API works on HTTP/HTTPS protocol. APIs are light weight and simple. Enabling APIs take very small amount of resource. So, API can enable in small system and consume without losing too much resources.  This API property helps to transfer data from Edge device(IOT) to Fog node and from Fog node to Cloud. API is not part of mechanical role. API is responsible for the optimization of data transfer. Proper enabling of APIs between these nodes increase the efficiency and computational power to all IOT devices. Fog node is intermediate node between IOT device and cloud. So, Fog node will be responsible to receive data from edge(IOT) device and transfer these data to Cloud. Communication between Edge(IOT) device to Fog node is very frequent. Data provided by API is responsible for all intermediate and quick computation on FOG node.

Cloud is still big stake holder for holding all data and large computation from IOT device.  API is providing data to cloud from FOG node in certain interval for heavy computation. As Edge(IOT) system getting more complex Fog computation responsibility will increase and API will come on picture to provide more data to Fog and from fog node to cloud.

API Integration of IOT with Fog and Cloud computing.

These are few benefits by enabling APIs for IOT devices and Fog Nodes

  • API provides flexibility to connect any IOT device to FOG node and FOG node to cloud network.
  • API provides seamless connectivity between these systems.
  • API brings whole IOT system in one seamless environment So, it is very easy to debug these systems.
  • API is very easy to develop and deploy so it’s easy to maintain these systems.
  • Provisioning of IOT device has also become very easy by enabling API.
  • According to Gartner study, Security of IOT is one of big concern. API provides whole one seamless system and network to mitigate this risk.

Fog Computing and Edge computing

IOT, Connect car, Automated car getting lot of traction in current word. All big companies want to be part of this process. All kind of sensors are installed in these vehicles. These sensors generate Terabytes of data and computing these data to run vehicle smoothly. Connected car or IOT based devices are completely based on computing power and quick response.

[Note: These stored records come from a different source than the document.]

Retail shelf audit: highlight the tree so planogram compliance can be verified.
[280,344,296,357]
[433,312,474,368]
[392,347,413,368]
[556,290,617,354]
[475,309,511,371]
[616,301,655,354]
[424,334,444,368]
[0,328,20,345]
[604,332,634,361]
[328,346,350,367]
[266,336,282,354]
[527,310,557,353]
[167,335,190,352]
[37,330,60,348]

Sending data and computing these data in cloud could be catastrophic. Any network latency and processing delay might end with bad result. For example, your automated car is traversing through busy street. Suddenly a person comes in front of automated car. In this scenario, any network latency, slowness of computation and analysis effects the decision and subsequent action (Apply brake on car).

In IOT based device, any computing near to IOT device can reduce this risk. So how can we make this happen, if your all computing power are in cloud and data is in cloud.

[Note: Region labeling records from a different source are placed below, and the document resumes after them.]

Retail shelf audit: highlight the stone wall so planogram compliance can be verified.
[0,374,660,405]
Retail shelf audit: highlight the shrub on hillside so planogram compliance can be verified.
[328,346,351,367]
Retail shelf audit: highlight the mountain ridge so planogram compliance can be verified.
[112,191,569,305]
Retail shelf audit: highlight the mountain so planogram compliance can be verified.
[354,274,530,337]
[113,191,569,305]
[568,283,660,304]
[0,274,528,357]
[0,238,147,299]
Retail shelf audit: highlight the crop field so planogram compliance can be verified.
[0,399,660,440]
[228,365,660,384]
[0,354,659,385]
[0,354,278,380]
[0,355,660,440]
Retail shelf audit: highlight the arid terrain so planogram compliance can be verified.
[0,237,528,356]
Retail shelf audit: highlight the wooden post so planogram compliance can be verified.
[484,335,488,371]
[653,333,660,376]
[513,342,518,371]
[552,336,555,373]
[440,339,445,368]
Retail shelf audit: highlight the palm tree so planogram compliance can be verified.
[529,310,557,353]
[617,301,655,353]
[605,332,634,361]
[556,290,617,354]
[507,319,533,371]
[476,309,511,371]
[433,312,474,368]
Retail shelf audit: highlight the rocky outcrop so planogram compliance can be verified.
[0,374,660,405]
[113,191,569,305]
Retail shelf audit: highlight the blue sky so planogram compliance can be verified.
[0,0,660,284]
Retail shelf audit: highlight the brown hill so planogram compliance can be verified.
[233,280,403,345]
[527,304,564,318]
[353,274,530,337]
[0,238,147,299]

Fog Computing & Edge computing

FOG Computing–In context of IOT, if intelligence pushes d down to the local area network (LAN) and compute these data in IOT gateway or FOG node will reduce network latency risk. Fogging or FogNetwork is decentralized computing and stores data in most logical and efficient place between IOT device and the cloud.

In FOG computing, data transported from IOT to Cloud need many steps.

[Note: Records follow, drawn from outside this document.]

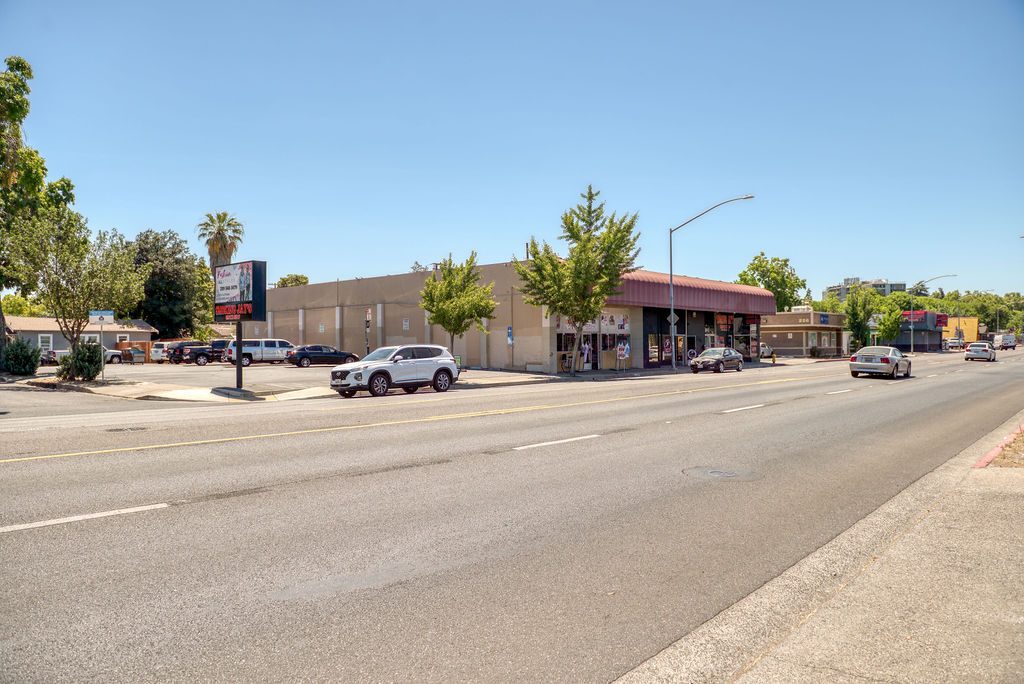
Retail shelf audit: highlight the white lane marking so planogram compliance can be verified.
[722,403,764,414]
[0,504,170,535]
[513,434,601,452]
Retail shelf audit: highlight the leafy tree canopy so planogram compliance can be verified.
[16,207,150,348]
[129,230,213,338]
[274,273,309,288]
[736,252,807,311]
[420,252,498,350]
[513,185,640,374]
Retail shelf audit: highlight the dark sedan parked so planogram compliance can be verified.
[285,344,359,368]
[690,347,743,373]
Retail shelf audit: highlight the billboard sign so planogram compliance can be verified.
[213,261,266,323]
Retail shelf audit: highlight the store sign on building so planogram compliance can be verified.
[213,261,266,323]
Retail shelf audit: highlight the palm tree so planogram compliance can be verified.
[196,211,246,271]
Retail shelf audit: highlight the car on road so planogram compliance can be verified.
[181,340,230,366]
[331,344,459,397]
[850,347,910,378]
[690,347,743,373]
[964,342,995,361]
[164,340,203,364]
[285,344,359,368]
[150,342,168,364]
[992,333,1017,350]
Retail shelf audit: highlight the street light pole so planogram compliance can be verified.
[669,195,754,371]
[910,273,956,354]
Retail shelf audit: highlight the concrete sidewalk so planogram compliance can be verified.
[620,412,1024,682]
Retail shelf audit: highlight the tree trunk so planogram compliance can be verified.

  1. Signals from IOT is transported through wire to I/O point of device programmable automation controller(PLC). PLC execute control system program to automate system.
  2. Control system program sends data to protocol gateway, which convert this data into a protocol, understand internet systems such as MQTT or HTTP.
  3. At the end, data is send to fog node or IOT gateway on the LAN, which collects the data and preform analysis and computing on data. This even stores the data to transfer further to cloud network for later processing and intelligence.

Edge Computing — Edge computing refers to any computing infrastructure near to source of data (i.e. IOT device). So, Making IOT device smart and intelligent enough to take decision near to data gateway. The role of edge computing is to process data, store data in local device and transfer data to fog or cloud network. Above all processes are automated through PAC (Programmable automation controller) by executing board controlled system program. In edge computing, intelligence literally push to edge of network where our IOT device and outside network first connect to each other.